Wednesday, July 20, 2011

What I'm Reading Wednesdays: July 20

For the What I'm Reading Wednesday blog:

Finished reading: For some reason I'm in a reading groove right now. I finished "Sunnyside" by Glen David Gold and "The Nobodies Album" by Carolyn Parkhurst.

I had been meaning to read "Sunnyside" since I bought it in 2009, and I finally breezed through all 550 pages in a few days. "Sunnyside" is an enormously fun sweep through World War I focusing on three men --  a would-be engineer who rides the rails and then ends up in Russia fighting the Bolsheviks; a lighthouse keeper who through interlocking circumstances ends up with a pair of dogs in France; and Charlie Chaplin, who faces a crisis of confidence in his craft. All three are touched somehow by the same girl, who has her own story. Spirits and psychological comments on fame frame the novel. It doesn't cohere as much as Gold's exciting debut novel, "Carter Beats the Devil" (which delved into magic as well as  lots of other things and made my Best of the Aughts list), but Gold has a great talent for telling complicated stories and evoking historical periods, particularly San Francisco and Archangel, Russia. (The Allied invasion of Russia at the end of World War I is an unjustly forgotten episode in American history. I knew about it from my father, who knew about it from his father. My grandfather, who was in the Navy, was standing on a dock ready to sail to Russia when he fell over with the Spanish flu. He recovered, but he ended up not going.)

"The Nobodies Album" was published last year, and I picked up the paperback, which just came out. I've read Parkhurst's other novels, The Dogs of Babylon and Lost and Found (the latter made my best of the aughts list).
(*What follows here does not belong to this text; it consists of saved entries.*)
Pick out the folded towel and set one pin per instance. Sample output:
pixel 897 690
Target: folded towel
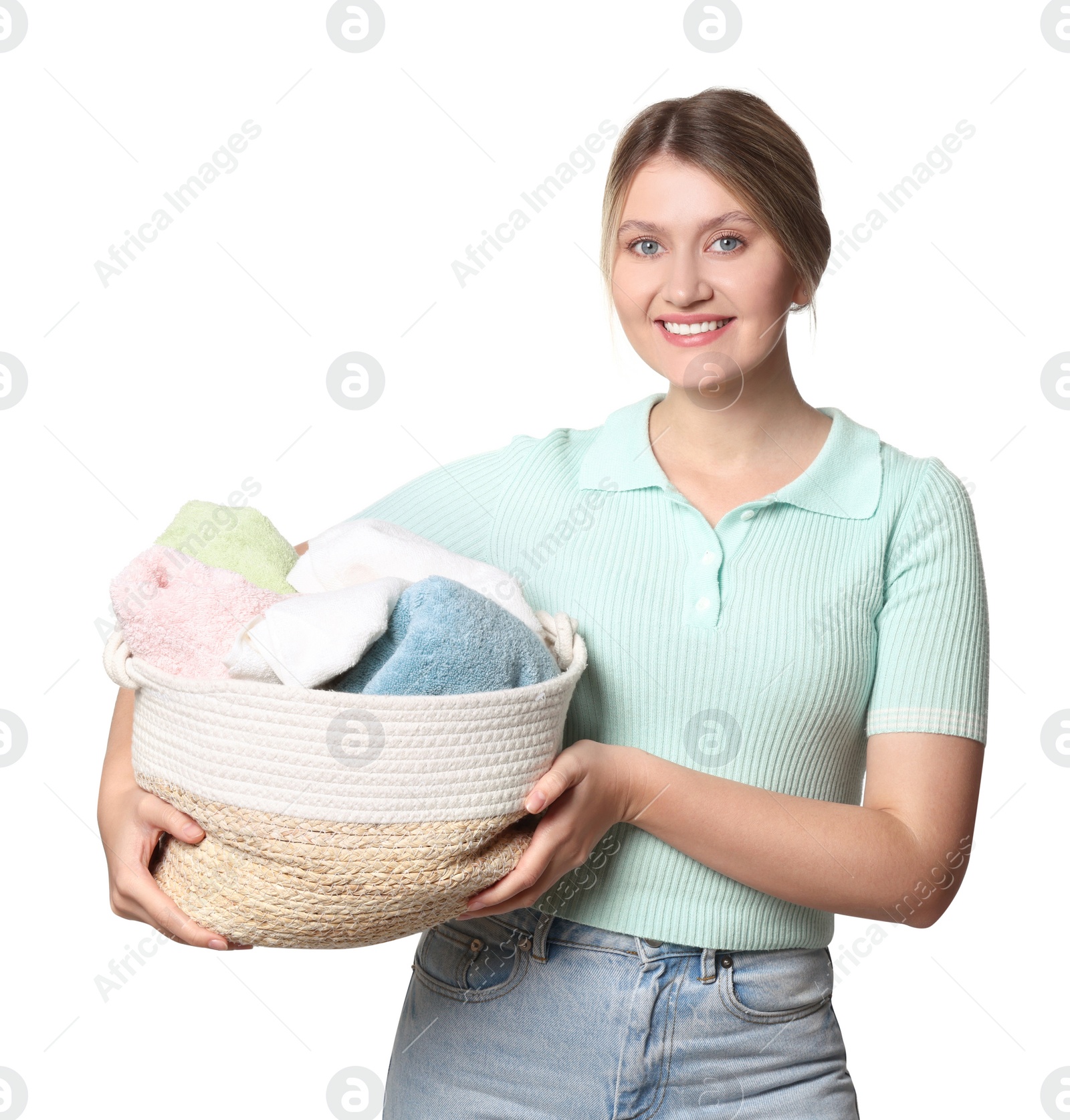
pixel 239 539
pixel 309 639
pixel 360 551
pixel 181 615
pixel 445 639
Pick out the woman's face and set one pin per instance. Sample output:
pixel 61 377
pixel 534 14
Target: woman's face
pixel 689 259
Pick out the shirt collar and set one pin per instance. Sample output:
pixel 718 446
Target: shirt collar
pixel 844 480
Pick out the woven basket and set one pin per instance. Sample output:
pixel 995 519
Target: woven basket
pixel 334 820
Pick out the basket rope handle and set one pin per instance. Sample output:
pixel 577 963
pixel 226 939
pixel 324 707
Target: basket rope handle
pixel 558 633
pixel 116 653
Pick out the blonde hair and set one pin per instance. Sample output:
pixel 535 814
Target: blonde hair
pixel 738 139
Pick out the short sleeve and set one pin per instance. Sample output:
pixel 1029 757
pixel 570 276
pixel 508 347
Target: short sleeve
pixel 455 504
pixel 932 628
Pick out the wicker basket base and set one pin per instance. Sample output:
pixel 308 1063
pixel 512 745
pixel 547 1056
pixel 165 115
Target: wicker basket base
pixel 268 879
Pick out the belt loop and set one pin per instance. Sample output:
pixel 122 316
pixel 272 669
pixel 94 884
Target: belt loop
pixel 709 965
pixel 538 937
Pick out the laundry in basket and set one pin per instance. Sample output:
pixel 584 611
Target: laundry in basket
pixel 338 819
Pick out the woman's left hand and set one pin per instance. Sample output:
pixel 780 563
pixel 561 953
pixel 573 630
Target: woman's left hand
pixel 588 790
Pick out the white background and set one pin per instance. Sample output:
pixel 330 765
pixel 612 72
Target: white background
pixel 204 364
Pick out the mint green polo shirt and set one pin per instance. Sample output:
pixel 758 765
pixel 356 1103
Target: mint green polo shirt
pixel 764 649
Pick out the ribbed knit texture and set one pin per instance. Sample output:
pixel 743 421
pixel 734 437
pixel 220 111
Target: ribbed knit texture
pixel 850 603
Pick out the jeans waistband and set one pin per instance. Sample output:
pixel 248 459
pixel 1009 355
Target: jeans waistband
pixel 543 927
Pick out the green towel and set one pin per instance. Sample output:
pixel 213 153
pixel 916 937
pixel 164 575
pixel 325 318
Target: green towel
pixel 237 539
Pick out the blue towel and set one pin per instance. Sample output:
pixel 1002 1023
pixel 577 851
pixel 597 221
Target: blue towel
pixel 445 639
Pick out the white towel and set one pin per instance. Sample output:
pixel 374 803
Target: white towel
pixel 307 640
pixel 366 549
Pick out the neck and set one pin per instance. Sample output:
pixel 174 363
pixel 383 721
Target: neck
pixel 766 422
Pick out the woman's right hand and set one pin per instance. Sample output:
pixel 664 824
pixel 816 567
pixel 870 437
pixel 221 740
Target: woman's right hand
pixel 131 821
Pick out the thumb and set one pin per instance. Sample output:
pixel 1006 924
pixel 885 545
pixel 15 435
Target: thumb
pixel 564 774
pixel 159 814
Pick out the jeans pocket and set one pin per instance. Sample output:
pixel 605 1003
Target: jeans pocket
pixel 776 986
pixel 475 960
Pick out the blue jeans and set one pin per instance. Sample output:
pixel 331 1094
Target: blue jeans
pixel 528 1015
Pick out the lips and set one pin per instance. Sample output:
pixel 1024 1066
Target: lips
pixel 693 341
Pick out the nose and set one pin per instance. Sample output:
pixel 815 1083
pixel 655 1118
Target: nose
pixel 684 282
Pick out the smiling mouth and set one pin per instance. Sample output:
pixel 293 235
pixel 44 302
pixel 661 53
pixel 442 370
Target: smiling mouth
pixel 694 329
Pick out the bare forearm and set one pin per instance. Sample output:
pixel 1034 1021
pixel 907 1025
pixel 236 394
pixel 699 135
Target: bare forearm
pixel 845 859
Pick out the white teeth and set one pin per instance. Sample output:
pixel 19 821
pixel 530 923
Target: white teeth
pixel 693 329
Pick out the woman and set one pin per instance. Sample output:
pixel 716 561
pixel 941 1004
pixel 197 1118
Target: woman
pixel 774 603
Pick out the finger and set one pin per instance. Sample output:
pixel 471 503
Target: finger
pixel 540 862
pixel 564 773
pixel 144 901
pixel 158 814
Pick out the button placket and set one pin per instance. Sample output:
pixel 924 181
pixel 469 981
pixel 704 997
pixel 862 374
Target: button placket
pixel 703 591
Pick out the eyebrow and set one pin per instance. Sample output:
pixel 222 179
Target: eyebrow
pixel 635 225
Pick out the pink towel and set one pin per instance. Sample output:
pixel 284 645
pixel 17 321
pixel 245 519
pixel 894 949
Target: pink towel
pixel 181 615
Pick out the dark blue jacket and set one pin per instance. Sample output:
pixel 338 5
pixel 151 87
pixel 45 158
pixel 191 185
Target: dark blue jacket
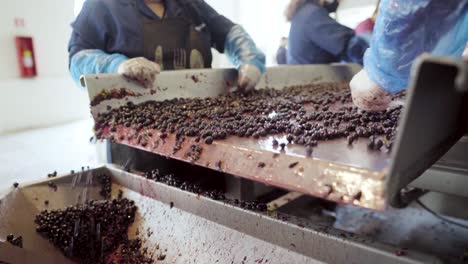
pixel 115 26
pixel 316 38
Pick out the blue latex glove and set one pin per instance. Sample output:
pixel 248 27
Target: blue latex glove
pixel 407 28
pixel 94 61
pixel 244 54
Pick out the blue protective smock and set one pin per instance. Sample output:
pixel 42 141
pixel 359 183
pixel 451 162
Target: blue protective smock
pixel 407 28
pixel 315 38
pixel 108 32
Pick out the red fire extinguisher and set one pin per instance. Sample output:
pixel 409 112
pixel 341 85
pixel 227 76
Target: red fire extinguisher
pixel 25 54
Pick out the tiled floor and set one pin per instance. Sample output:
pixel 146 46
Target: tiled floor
pixel 31 155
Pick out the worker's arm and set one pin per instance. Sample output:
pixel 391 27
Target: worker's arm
pixel 335 38
pixel 404 30
pixel 86 48
pixel 236 43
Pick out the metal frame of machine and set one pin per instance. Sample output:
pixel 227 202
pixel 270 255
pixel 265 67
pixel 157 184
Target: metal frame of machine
pixel 377 177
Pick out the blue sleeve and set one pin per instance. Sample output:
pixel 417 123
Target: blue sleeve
pixel 355 50
pixel 93 62
pixel 407 28
pixel 91 29
pixel 218 25
pixel 241 49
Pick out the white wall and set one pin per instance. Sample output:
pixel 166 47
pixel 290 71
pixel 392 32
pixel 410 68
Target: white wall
pixel 52 97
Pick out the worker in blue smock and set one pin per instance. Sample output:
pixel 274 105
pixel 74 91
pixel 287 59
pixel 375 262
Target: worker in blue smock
pixel 315 37
pixel 139 38
pixel 404 30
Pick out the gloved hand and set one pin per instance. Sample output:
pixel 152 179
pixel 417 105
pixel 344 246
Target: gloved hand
pixel 367 95
pixel 140 70
pixel 249 76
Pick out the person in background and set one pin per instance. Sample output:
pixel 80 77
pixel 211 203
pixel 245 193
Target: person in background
pixel 404 30
pixel 139 38
pixel 317 38
pixel 281 54
pixel 366 27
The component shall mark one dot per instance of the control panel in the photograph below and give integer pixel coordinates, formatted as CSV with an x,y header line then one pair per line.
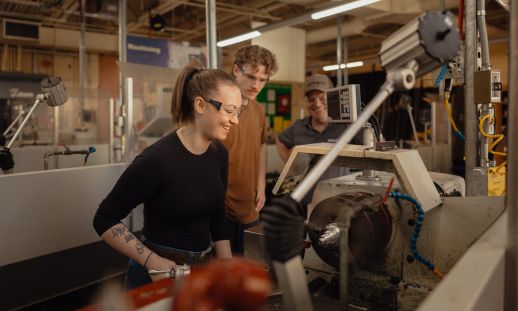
x,y
344,103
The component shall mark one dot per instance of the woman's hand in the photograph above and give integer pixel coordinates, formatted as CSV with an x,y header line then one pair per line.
x,y
156,262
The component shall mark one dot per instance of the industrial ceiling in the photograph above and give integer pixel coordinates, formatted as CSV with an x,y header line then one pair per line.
x,y
365,28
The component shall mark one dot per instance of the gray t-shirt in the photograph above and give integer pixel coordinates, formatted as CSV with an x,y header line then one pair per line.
x,y
301,132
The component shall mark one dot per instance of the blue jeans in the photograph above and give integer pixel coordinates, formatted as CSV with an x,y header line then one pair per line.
x,y
137,275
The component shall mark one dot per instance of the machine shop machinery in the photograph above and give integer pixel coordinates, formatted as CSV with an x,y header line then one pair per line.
x,y
381,243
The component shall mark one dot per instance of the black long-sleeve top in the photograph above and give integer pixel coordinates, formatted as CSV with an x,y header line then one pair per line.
x,y
183,195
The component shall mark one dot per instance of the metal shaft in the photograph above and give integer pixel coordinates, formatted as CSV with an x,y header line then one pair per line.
x,y
339,50
18,117
344,264
210,18
309,181
470,130
19,130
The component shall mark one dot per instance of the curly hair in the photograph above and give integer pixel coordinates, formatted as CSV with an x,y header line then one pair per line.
x,y
255,56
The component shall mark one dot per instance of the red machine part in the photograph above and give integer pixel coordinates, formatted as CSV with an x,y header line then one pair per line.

This novel follows a novelist who, amid rewriting the endings of all her novels, discovers that her rock-star son has been charged with killing his girlfriend. Like "Our Tragic Universe," another novel tinged with metafiction about an author's personal life, "Nobodies" contemplates the nature of storytelling and leaves us wondering if the ending is actually true, or is the final one -- of course it's invented, but is it invented by Parkhurst or her main character? The male characters aren't as vividly drawn as the female characters (unlike Lost and Found), but I enjoyed the "endings" of the "fictional" novels and the narrator's exploration of her own life, which is in and of itself a story.

What I'm reading now: I picked up When I Lived in Modern Times by Linda Grant off my shelf. I bought it remaindered the same time I picked up a preorder for Deathly Hallows in 2007, so I gues it's about time to read it. The novel follows a Jewish woman who emigrates to Palestine near the founding of Israel. It's pretty short -- it's a warm-up to another long novel I want to read.

What I should read next: Either Darkmans by Nicola Barker or I'm going to read John Sayles' A Moment in the Sun, all 955 pages of it, before I have to take it back to the library.